A woman’s right to grant Nepali citizenship to her spouse and children has been a contested issue in both the first and second Constituent Assemblies.  By exploring in detail the different dimensions of the numerous intersecting issues in the apparently simply issue of women and citizenship, this paper seeks to reveal the difficulties during Nepal’s transition period in  generating sustained critique and changes of patriarchally structured rules and laws.  It is argued that the specific history of exclusionary politics of the state vis a vis various excluded groups and the sexist and the regional/racist environment in which women’s groups and Madhesi groups in particular are embedded, mitigate against the forming of strategic alliances.

This paper will be divided into three main sections, each exploring a different aspect of the debate on citizenship through the mother. The first section will unpack the citizenship law as it appears in the Citizenship Act of 2006, the 2010 agreement on citizenship in the first CA, and drafts of the language around citizenship as proposed in the second CA.   The consequences of these clauses on women and children will then be discussed as well as the demands for the rewriting of these clauses.  The paper will then focus on the naturalization sub-clauses which create and reinforce gendered and patriarchal notes of citizenship; in both CA’s, the decision on citizenship through mothers has hinged on the naturalization sub-clauses.

A discussion of the socio-political context in which the text of the law circulates is then discussed. Key here is the language of national security used to give further weight to the gendered legal understanding of citizenship. A distinct mistrust of the open border and Madhesis is built into this argument. The bogeyman is an Indian takeover of Nepali politics in the form of Indian men marrying Nepali women from the Madhes – a common and longstanding practice in the Terai-Madhes. As per the gendered understanding of the Nepali state and citizenship, the children of these couples would necessarily also be Indian – commonly referred to as “bhanja-bhanjis” of Nepal. This section will seek to unpack both exclusionary urges of the law – against women and against Madhesis.

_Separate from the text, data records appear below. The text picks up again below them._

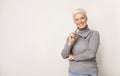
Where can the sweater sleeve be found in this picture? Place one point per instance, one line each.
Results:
(66, 50)
(93, 45)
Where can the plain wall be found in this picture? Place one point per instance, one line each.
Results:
(33, 34)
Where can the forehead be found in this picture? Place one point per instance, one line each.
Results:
(79, 15)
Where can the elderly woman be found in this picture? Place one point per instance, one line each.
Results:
(81, 47)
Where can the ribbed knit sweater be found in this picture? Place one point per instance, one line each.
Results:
(84, 50)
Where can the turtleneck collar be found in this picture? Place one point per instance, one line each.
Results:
(84, 32)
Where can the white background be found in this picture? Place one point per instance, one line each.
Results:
(33, 34)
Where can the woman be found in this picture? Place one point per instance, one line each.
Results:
(81, 47)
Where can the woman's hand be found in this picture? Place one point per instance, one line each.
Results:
(71, 38)
(71, 57)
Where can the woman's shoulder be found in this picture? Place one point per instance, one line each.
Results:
(94, 31)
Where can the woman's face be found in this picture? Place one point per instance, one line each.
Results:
(80, 20)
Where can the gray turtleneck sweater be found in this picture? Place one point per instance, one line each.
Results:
(84, 50)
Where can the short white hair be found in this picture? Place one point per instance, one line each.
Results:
(77, 11)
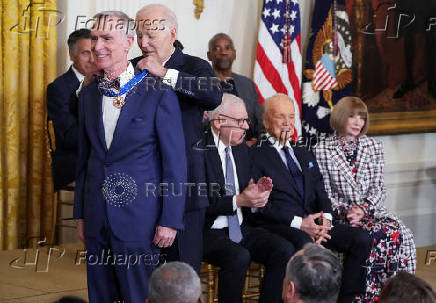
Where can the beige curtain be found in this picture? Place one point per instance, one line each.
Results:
(27, 65)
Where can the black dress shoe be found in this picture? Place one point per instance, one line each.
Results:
(404, 88)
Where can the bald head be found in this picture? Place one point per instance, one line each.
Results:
(279, 117)
(159, 11)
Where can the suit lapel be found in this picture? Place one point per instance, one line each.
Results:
(362, 158)
(133, 102)
(338, 157)
(213, 159)
(276, 160)
(95, 101)
(176, 59)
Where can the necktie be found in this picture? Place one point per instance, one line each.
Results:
(295, 171)
(106, 83)
(234, 228)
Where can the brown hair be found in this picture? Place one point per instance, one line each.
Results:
(346, 107)
(405, 288)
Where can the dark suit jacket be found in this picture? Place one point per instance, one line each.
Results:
(285, 202)
(197, 92)
(148, 148)
(247, 92)
(65, 127)
(220, 203)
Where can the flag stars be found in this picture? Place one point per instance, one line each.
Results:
(266, 12)
(274, 28)
(276, 14)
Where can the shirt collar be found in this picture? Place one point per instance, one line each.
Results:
(163, 64)
(275, 143)
(218, 143)
(79, 75)
(126, 76)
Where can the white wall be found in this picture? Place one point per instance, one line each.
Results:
(410, 159)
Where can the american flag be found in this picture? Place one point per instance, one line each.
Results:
(325, 74)
(278, 66)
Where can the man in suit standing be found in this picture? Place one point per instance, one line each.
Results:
(298, 207)
(131, 161)
(198, 90)
(229, 241)
(63, 113)
(222, 53)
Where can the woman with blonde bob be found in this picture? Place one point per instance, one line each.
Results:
(352, 166)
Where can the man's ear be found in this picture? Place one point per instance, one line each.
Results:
(291, 291)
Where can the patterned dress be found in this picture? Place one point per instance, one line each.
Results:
(353, 176)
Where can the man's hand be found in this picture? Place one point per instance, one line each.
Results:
(309, 226)
(152, 65)
(80, 230)
(324, 235)
(252, 196)
(164, 236)
(354, 215)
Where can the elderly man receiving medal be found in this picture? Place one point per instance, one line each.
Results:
(130, 141)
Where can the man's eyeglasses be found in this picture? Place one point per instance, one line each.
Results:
(239, 122)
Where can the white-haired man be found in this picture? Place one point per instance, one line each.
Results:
(229, 241)
(130, 139)
(193, 80)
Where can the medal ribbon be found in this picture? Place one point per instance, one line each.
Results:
(126, 87)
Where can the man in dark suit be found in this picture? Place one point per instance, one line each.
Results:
(222, 53)
(130, 167)
(298, 207)
(229, 242)
(193, 80)
(63, 113)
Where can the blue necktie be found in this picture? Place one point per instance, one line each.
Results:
(234, 228)
(295, 171)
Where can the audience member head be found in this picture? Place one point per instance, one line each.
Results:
(175, 282)
(406, 288)
(156, 30)
(70, 299)
(112, 37)
(230, 120)
(350, 117)
(313, 275)
(221, 52)
(79, 45)
(279, 117)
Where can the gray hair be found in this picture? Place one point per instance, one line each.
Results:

The third section of the paper will locate the political negotiations and compromises on these citizenship sub-clauses within the broader discussion on inclusionary politics in Nepal. This section will look to analyze the practical/political implications of the post-2006 rhetoric of placing together Madhesis, Women, Dalits and Janajatis in a single ‘marginalized’ category, without any further differentiation. While this practice is theoretically sound, the divide between women MPs and groups (most of them hill women) and Madhesi leaders on the issue of citizenship demonstrates the very real practical/political difficulties in forging alliances within the different streams of the ‘marginalized’ category.